Three-dimensional non-orthogonal multiple access high-security seven-core transmission system based on constellation chaotic selection mapping

This paper proposes a three-dimensional non-orthogonal multiple access (3D-NOMA) high-security transmission in a seven-core fiber based on chaotic selection mapping of constellations. The transmission scheme uses a four-dimensional hyperchaotic model for the first selection mapping mask and the second selection mapping mask for 3D constellation points. The first selection mapping mask randomly permutes the information of each mapped constellation point to complete the first layer of encryption. The second selection mapping mask maps the constellation points onto the hollow sphere domain in 3D space through encrypted data preprocessing mapping rules to complete the second layer of encryption.
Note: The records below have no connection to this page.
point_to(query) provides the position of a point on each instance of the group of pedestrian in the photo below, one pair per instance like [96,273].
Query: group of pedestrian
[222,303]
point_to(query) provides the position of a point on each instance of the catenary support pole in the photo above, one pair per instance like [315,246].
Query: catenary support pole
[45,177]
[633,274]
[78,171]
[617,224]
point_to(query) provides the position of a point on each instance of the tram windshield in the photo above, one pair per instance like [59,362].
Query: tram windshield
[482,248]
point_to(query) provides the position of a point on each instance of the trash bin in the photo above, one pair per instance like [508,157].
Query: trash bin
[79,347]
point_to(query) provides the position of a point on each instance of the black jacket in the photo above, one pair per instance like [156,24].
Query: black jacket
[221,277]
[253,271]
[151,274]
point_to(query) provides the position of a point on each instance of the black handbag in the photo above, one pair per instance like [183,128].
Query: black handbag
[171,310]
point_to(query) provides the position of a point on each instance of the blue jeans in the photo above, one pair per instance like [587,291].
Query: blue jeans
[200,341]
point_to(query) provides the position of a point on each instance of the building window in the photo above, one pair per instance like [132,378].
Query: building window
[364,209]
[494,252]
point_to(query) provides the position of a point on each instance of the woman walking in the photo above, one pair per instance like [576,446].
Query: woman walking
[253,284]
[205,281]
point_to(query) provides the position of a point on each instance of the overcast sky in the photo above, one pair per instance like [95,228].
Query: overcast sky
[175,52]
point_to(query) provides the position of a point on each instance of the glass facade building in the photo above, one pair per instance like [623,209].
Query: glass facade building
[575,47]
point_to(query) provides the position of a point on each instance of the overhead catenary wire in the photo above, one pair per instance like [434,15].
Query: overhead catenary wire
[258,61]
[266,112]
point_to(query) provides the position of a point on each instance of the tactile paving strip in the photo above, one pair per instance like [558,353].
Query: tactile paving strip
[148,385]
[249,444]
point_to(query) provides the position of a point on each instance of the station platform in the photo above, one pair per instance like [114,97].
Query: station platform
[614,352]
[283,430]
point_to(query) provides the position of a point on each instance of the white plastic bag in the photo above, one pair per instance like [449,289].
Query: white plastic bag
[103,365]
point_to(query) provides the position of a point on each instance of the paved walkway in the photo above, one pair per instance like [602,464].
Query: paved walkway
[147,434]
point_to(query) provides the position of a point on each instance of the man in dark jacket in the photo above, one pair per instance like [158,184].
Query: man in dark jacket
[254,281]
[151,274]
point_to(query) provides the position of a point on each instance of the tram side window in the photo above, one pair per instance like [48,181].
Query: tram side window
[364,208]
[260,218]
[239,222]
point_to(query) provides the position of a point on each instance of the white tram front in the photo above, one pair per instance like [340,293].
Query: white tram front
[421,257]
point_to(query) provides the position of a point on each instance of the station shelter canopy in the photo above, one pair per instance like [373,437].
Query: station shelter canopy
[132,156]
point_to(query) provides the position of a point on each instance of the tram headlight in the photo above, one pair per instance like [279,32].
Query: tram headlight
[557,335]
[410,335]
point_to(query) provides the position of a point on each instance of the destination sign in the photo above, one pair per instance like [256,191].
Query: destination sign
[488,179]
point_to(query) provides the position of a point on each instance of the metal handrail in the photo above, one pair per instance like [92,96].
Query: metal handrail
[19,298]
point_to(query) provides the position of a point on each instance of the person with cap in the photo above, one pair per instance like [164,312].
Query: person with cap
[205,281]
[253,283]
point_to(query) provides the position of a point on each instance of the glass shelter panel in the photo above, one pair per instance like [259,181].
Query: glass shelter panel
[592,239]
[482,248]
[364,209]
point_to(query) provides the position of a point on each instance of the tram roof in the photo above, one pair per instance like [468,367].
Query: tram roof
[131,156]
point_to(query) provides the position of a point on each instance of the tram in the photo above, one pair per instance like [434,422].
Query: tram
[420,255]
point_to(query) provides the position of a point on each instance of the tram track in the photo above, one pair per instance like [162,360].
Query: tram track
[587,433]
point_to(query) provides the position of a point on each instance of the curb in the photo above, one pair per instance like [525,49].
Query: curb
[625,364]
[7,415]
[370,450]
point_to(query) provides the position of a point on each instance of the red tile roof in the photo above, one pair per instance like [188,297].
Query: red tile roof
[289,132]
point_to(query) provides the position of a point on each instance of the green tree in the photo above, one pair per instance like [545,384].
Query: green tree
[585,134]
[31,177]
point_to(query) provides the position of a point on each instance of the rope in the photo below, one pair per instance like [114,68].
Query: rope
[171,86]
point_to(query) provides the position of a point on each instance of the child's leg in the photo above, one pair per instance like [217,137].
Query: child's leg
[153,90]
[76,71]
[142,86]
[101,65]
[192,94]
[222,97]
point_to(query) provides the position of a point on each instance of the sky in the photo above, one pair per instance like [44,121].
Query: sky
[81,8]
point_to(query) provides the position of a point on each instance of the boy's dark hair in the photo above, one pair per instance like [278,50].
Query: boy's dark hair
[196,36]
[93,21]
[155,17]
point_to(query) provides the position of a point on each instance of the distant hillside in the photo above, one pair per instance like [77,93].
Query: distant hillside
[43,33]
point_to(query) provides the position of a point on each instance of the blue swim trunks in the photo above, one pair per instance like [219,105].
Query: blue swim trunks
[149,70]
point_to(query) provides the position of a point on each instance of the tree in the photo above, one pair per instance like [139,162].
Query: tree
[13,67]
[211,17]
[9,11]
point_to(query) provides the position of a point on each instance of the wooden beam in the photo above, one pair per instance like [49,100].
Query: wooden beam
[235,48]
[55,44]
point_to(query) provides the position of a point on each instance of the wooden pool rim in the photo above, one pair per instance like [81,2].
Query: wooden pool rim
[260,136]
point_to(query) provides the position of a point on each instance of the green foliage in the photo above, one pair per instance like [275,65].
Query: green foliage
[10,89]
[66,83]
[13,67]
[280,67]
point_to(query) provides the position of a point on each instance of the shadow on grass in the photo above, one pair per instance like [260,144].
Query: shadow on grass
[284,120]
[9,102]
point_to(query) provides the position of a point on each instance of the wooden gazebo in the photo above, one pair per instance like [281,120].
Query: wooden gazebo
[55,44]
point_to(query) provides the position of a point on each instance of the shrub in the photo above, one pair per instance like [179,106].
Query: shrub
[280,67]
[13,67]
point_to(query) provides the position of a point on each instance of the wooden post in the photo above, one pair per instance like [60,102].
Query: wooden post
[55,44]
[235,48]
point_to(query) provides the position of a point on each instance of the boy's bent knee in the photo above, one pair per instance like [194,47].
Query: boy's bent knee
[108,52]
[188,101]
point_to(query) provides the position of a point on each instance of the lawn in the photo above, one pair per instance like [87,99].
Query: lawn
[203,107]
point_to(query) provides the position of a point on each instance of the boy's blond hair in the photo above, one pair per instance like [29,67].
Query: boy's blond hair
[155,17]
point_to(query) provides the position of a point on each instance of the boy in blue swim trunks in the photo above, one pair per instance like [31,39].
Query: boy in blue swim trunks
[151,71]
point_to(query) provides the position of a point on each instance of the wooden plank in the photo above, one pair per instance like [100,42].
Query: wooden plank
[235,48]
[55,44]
The joint mapping of two-layer encryption provides greater security and flexibility for constellation encryption. An ample key space∼10 ¹⁵⁰ with an effective information transmission of 35.51 Gb/s was demonstrated experimentally in a 2 km 7-core fiber. The 3D orthogonal frequency division multiplexing (3D-OFDM) is transmitted simultaneously under the same conditions, and compared with 3D-OFDM, the proposed 3D-NOMA scheme could potentially expand the number of users without obvious performance degradation. The experimental results show that the scheme can effectively protect the system from illegal optical network unit attacks and is ideal for physically securing 3D-NOMA in the future.